In the case of HDFC MF, it makes sense to stay on, since it has a good record, with its schemes performing consistently.
“Especially, equity investors should continue, since HDFC’s equity schemes have performed well over the long term. It is a bigger and established asset management house,'” says Mishra.
When the merger was announced, L&T MF’s average of assets under management (AUM) were Rs 4,616 crore, mostly debt-focused. Fidelity’s AUM was Rs 8,881 crore, of which 68 per cent was equity-oriented. However, by September 2012, when the merger actually happened, Fidelity's AUM had fallen to Rs 7,030 crore. Some of it was also due to investors pulling out after the weakness in equity markets.
Let’s compare the biggest scheme from both HDFC and Morgan Stanley. According to data from Value Research Online, HDFC Equity, a large-cap and mid-cap fund, is 19 years old, with an asset size of Rs 9,679 crore. The five-year returns have been 22.03 per cent annually.
Morgan Stanley's largest fund is Morgan Stanley Growth Regular, also a large and mid-cap fund, 20 years old, and has an asset size of Rs 1,243 crore. The five-year returns have been 16.88 per cent annually.
According to Hemant Rustagi, chief executive officer (CEO) of Wiseinvest Advisors, there is no reason for investors to exit, as this is seeing the money move into stronger hands. “HDFC MF's funds are performing well and it is a more active fund house. It has a proven expertise. Whenever something like this happens, a good fund will not turn bad overnight. If it all it has to happen, it will take a long time,” he says.

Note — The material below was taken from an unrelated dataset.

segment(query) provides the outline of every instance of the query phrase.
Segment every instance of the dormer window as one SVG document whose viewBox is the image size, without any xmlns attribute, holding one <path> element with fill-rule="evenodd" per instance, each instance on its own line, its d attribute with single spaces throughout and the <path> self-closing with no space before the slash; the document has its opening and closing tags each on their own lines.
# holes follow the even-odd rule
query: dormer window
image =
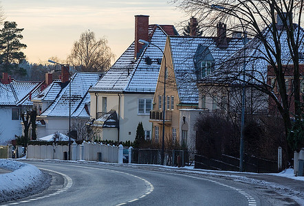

However, Dhirendra Kumar, CEO of Value Research Online, says this is an opportunity for Morgan Stanley investors to review their portfolio and decide whether to exit or not. “Unless HDFC offers a compelling choice, there is no reason for investors to stay on. Right now, their funds are not doing very well. For Morgan Stanley investors, it is like going from a mediocre fund to a mismanaged one, purely because of inertia,” he says.
He advises investors to look at this merger announcement like a trigger to review their portfolio and work out a plan on whether to exit their investments or not.
In case Morgan Stanley's investors decide to exit, they will have to redeem their units. This means they will be liable to pay short-term capital gains tax if their investments are held for less than a year. If there are any exit loads, they will be exempt from that, since it is a takeover, Mishra adds.